Let us think about some Scripture. In John 8, Jesus doesn’t walk up to the prostitute and say “Alright look, I’ll tell them to leave you alone but only if you cleans yourself and promise never to sin again. Otherwise you’re on your own.” Instead, well, you know the story. Instead he tells the scribes and the Pharisees that anyone among them who has never sinned may cast the first stone. And, predictably, they all drop their weapons and walk away. It is then, after Jesus accepted and protected the woman as she was, that he sends her on her way and tells her not to sin again.
Let’s look at another. In Luke 19, Jesus doesn’t approach the tax collector Zacchaeus and say “I’ll stay at your house if you quit your job and give away your riches.” Instead he sees him up in the fig tree and says “Zacchaeus, I’m crashing with you tonight. Let’s go.” And through this ministry, Zacchaeus is inspired to give away half of his possessions and repay those he has cheated. But this is only after Jesus recognizes him by name, thus acknowledging him fully not as a sinner but as a child of God.
In both instances, Jesus met people exactly where they were. He did not ask for things before loving them. He did not expect change before encounter. And so I ask myself: Can I do that?
There are some lines from a book I’m currently reading that got this whole piece rolling for me. They read, “So, if you want to live in accord with Him, you can’t do it just by being law-abiding. You have to try, again, to be like Him, and to do what He does. He doesn’t wait for us to come to Him where he is, out there beyond the need for the law; He comes to us, right now, where we live in the grip of our necessities, to bring us the rest of His gift, to complete the work the law began.”

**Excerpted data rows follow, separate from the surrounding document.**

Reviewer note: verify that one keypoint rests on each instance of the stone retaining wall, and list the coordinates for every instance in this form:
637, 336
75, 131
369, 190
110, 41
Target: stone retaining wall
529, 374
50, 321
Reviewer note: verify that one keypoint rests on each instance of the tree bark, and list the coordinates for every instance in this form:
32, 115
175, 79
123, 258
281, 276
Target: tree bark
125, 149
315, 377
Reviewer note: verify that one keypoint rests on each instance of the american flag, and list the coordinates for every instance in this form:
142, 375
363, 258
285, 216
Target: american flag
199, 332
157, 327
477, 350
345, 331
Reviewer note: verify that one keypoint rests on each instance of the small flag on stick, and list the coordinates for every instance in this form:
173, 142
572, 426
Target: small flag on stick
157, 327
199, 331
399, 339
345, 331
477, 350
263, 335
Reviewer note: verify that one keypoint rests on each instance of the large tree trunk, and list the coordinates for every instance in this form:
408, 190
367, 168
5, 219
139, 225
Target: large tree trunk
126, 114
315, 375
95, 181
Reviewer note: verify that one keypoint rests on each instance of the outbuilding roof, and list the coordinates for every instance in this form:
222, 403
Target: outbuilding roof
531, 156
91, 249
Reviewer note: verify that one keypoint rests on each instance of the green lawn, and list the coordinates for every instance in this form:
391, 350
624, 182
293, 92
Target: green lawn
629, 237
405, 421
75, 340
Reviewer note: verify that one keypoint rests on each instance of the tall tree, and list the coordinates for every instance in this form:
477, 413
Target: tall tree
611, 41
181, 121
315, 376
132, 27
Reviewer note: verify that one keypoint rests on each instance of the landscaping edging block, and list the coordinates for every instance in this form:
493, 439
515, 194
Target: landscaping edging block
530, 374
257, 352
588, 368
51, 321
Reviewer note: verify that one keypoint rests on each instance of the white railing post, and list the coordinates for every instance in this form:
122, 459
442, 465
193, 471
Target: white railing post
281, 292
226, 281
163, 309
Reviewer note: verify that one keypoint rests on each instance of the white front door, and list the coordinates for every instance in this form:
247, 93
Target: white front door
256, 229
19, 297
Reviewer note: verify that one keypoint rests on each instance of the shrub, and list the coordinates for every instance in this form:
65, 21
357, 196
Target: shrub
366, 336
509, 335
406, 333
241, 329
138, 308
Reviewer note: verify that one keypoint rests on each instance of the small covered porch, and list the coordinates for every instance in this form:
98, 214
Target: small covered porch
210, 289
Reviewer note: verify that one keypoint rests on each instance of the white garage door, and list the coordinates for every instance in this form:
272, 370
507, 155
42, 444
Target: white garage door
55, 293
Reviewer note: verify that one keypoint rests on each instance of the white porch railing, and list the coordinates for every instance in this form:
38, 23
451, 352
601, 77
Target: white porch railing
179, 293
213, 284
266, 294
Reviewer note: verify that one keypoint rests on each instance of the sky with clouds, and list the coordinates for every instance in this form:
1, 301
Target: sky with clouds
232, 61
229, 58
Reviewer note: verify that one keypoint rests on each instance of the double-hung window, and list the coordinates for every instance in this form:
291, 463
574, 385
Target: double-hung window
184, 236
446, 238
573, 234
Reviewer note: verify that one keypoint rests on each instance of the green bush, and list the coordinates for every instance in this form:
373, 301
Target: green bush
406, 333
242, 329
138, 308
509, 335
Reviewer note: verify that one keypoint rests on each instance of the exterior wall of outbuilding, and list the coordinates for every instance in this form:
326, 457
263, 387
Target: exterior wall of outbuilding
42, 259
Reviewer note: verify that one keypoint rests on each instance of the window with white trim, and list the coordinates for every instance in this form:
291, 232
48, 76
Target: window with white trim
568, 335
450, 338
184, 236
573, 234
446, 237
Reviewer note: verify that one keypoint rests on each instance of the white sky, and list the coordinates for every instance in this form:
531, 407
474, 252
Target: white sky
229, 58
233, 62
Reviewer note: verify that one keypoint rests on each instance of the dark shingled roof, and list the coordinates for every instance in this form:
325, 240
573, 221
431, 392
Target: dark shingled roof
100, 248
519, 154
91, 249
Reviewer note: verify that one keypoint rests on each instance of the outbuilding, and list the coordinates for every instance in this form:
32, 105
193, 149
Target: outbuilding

I felt like the words were screaming up at me from the off-white page. “Jessica, take note!” See, I’ve spent the last 12 months or so organizing faith groups on college campuses around climate change with the goal of changing hearts and minds. My goals have always been a) to get people to believe in climate change and b) to get them to take action. And shoot, if I haven’t been thinking about it all wrong…
I’m starting to see that I can’t walk into a classroom or a campus meeting or a sanctuary and say “This is what I want you to believe.” I must first meet those children of God exactly where they are. I must acknowledge the realness of their situation. I must speak to them directly without distraction. I must be present in that encounter before we can talk about any greenhouse gas emissions. Because each of these people matter. “They matter in themselves. They are not a means to an end.”
We climate activists get so anxious sometimes about rising sea level, increased intensity of storms, and the level of CO2 in our atmosphere that all we can think about is comprehensive climate legislation. In my mind, we need a bill and we need it now. But by approaching the issue this way, I’m failing to live in accordance with Christ. I am failing to meet people exactly where they are.
So as I continue with this work in 2014, I vow to do better. Change will happen — I have to believe that. But for now, I will do my best with what I can control. No matter the end goal, I must first meet people where they are.